What are group functions?
Group functions, or g_functions, are a powerful specialized tool used to perform aggregation operations on rows that have the same values in a given set of columns. With group functions, aggregated and detailed information live together in one place so you can compare individual row data with summarized data.
How can I get started with group functions?
See the quick reference, Popular Time Series Functions for a list of group functions and examples of how they’re used. Try these with your own data. Start with summarization functions, then experiment with other types. Remember, you are always working with a copy of your data, so explore.
What operations can be used with group functions?
Use the Expression Editor to enter group functions with Filter and New Column operations.
What do I need to know before using a group function?
Tables of 8 million rows or less do not need to be segmented. Tables with more than 8 million rows must be segmented before you can use group functions. From the View dropdown in the Data Grid, check the metadata. This information lets you know if a table is segmented and which column(s) must be included in the G, or group, parameter.
The table segmentation I have doesn’t provide the group I need. Can I change how a table is segmented?

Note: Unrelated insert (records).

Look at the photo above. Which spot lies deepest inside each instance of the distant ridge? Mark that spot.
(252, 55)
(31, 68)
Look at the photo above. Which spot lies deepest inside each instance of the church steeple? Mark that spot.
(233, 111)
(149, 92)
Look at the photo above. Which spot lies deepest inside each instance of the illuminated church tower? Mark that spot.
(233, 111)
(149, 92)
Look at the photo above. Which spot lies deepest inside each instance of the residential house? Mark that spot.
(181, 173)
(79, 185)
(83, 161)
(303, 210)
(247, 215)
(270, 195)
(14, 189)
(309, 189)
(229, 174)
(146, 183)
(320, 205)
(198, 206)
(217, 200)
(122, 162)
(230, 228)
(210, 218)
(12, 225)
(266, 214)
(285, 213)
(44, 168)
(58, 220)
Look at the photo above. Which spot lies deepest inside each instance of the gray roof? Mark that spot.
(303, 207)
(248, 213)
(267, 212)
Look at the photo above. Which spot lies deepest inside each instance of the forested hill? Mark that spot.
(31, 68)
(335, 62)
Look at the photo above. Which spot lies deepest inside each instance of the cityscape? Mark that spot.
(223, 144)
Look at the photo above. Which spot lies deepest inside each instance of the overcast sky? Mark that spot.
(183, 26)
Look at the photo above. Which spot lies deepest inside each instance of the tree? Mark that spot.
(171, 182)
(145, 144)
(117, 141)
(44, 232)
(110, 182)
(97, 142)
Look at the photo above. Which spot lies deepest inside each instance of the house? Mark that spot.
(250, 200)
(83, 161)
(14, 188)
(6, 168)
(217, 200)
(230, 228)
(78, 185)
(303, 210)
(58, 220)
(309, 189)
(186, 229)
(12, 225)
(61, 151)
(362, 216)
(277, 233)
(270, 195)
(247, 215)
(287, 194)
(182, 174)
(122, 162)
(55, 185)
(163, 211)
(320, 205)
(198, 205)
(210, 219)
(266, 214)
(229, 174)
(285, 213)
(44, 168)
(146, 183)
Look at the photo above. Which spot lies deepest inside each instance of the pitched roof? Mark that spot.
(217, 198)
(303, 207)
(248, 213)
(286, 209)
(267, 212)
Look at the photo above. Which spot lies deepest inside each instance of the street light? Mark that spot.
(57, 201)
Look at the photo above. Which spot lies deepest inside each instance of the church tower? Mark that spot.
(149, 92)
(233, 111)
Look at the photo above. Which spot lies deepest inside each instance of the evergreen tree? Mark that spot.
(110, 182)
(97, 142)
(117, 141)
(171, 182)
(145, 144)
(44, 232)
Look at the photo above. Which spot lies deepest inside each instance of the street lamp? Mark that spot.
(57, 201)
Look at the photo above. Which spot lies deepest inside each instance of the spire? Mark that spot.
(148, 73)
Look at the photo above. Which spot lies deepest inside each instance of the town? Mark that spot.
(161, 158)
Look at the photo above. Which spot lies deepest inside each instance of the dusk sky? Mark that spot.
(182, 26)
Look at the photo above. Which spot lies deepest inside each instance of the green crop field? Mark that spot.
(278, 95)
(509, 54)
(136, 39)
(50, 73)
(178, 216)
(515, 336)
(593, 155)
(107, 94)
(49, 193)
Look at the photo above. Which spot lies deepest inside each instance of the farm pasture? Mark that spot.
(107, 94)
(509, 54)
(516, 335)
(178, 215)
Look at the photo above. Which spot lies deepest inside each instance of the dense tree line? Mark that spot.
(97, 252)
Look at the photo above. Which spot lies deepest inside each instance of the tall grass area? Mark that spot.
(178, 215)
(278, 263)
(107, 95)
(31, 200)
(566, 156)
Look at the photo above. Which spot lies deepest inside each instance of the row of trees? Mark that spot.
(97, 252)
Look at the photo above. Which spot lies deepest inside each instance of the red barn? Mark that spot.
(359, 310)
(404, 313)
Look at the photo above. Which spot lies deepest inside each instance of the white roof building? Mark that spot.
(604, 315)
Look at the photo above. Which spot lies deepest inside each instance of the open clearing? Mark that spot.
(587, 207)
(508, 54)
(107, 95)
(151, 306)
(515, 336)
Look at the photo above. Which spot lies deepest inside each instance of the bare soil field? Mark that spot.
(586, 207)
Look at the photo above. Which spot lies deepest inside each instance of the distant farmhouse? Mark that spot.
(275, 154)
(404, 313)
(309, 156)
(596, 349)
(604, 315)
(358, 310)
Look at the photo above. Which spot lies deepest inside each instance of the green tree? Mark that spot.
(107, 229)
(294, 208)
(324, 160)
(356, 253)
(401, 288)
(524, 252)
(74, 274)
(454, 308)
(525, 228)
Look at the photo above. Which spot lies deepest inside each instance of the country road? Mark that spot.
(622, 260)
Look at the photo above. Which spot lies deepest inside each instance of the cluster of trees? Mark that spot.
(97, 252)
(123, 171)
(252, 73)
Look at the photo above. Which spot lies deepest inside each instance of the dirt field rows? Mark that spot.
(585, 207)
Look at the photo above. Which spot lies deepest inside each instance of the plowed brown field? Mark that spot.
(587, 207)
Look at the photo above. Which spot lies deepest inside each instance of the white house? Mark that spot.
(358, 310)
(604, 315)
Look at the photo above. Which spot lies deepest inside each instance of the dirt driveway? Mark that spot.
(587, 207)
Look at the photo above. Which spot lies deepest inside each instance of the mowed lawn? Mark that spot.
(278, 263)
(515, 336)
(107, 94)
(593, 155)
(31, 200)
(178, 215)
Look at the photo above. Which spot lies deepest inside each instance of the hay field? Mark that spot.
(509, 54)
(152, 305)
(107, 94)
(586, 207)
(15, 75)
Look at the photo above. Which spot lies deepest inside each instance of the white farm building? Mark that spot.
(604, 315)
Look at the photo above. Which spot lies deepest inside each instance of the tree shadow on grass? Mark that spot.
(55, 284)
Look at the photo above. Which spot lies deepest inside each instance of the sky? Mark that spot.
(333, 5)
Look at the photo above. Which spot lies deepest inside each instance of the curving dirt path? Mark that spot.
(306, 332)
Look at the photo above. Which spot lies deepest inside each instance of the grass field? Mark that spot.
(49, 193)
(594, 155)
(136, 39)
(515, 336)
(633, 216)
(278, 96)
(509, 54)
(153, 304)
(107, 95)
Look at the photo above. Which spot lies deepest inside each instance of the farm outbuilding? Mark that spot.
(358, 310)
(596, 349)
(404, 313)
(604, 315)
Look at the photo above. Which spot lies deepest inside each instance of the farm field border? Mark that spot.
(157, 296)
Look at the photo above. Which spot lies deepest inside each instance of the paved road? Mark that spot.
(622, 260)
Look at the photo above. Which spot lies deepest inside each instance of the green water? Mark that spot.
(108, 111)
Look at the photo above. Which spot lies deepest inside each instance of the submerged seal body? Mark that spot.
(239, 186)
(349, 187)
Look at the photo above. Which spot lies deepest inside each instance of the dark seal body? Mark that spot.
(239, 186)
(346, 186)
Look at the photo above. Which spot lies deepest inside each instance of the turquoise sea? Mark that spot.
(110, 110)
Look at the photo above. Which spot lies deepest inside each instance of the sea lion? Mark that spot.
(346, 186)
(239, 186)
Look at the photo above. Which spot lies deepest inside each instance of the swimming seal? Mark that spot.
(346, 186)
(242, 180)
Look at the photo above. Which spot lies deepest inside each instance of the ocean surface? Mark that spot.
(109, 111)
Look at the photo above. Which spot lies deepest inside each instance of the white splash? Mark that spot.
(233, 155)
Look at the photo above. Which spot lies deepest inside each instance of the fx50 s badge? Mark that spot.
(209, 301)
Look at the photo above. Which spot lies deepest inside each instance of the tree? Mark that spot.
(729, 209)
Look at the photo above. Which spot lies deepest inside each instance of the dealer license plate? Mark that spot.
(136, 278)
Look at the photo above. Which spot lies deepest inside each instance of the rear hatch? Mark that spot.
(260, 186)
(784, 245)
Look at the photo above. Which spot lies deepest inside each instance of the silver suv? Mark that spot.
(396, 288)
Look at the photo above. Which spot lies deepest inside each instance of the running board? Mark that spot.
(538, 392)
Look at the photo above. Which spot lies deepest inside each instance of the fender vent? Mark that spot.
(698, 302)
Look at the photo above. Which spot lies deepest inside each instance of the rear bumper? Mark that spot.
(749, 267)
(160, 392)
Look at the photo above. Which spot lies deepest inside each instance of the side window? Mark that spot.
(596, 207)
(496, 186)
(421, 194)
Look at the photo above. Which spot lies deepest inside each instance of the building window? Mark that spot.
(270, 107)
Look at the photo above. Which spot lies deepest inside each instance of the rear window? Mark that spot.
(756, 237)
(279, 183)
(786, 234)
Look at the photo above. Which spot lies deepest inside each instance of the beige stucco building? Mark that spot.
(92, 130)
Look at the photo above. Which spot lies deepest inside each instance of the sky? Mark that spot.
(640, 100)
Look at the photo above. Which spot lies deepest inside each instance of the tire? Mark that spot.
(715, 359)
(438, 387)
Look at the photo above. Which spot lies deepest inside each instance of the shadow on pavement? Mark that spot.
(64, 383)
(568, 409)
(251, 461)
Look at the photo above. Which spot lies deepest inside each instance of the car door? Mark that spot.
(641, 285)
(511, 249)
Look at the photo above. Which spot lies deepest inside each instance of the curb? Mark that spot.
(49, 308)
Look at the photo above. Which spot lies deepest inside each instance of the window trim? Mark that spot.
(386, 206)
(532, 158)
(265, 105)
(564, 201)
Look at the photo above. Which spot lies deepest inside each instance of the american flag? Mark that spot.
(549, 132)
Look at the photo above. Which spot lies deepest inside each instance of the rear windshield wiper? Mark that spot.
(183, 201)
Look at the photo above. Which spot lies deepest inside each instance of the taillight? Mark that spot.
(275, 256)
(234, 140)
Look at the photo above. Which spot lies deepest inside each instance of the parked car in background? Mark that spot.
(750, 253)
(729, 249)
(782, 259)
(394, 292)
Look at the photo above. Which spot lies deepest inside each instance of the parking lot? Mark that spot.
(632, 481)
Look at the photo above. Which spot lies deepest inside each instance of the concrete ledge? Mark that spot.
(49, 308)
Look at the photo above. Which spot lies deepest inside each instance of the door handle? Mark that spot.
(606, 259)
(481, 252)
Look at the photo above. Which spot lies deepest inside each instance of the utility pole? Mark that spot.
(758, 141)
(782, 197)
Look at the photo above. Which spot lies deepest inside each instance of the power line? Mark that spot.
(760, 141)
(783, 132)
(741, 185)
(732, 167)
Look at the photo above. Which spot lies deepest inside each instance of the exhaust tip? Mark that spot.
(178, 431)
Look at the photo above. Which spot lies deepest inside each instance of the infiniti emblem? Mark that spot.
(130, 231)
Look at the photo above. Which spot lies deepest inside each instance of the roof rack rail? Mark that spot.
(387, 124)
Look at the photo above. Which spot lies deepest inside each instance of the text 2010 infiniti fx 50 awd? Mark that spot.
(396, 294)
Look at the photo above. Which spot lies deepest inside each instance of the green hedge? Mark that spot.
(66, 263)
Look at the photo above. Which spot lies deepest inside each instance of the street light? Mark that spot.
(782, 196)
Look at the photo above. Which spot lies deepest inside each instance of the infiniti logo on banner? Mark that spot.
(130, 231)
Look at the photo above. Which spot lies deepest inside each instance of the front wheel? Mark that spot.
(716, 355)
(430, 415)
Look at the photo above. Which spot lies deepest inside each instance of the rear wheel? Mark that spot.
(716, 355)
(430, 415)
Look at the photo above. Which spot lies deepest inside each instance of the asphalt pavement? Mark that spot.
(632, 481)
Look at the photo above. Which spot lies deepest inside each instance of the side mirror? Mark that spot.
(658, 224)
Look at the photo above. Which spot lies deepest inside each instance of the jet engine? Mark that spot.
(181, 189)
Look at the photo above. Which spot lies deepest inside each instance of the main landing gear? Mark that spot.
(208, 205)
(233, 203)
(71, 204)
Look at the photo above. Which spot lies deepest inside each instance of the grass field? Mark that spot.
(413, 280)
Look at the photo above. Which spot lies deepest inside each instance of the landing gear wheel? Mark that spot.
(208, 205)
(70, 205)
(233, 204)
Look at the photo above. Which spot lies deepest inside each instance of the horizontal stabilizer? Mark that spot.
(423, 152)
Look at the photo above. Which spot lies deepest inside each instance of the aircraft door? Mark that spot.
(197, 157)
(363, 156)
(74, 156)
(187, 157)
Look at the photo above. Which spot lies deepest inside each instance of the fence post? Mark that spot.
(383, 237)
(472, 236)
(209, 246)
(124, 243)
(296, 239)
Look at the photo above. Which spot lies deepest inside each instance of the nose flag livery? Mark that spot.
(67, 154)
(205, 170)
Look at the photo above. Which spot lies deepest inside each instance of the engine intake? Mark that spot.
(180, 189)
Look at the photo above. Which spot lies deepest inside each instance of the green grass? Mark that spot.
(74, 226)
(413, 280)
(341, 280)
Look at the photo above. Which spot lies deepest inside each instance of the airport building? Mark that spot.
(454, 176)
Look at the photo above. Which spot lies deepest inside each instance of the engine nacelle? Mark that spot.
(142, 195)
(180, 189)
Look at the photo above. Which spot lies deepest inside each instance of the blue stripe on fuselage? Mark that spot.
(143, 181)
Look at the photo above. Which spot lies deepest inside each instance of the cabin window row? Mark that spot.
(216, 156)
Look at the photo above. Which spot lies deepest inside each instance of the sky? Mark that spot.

Yes, you can adjust how a table is segmented. For example, analytics on retail transaction data may need to be grouped by date in some analyses, and location in others. Consider creating copies of the table with different segmentations to support efficient analyses. You can also adjust segmentation when you save a worksheet as a table.
What group functions does DSCVR offer?
DSCVR offers many different group functions including summarization, statistics, time and order, conditional, modeling, matrix, and signal processing. For a list of group functions, see the Function Reference.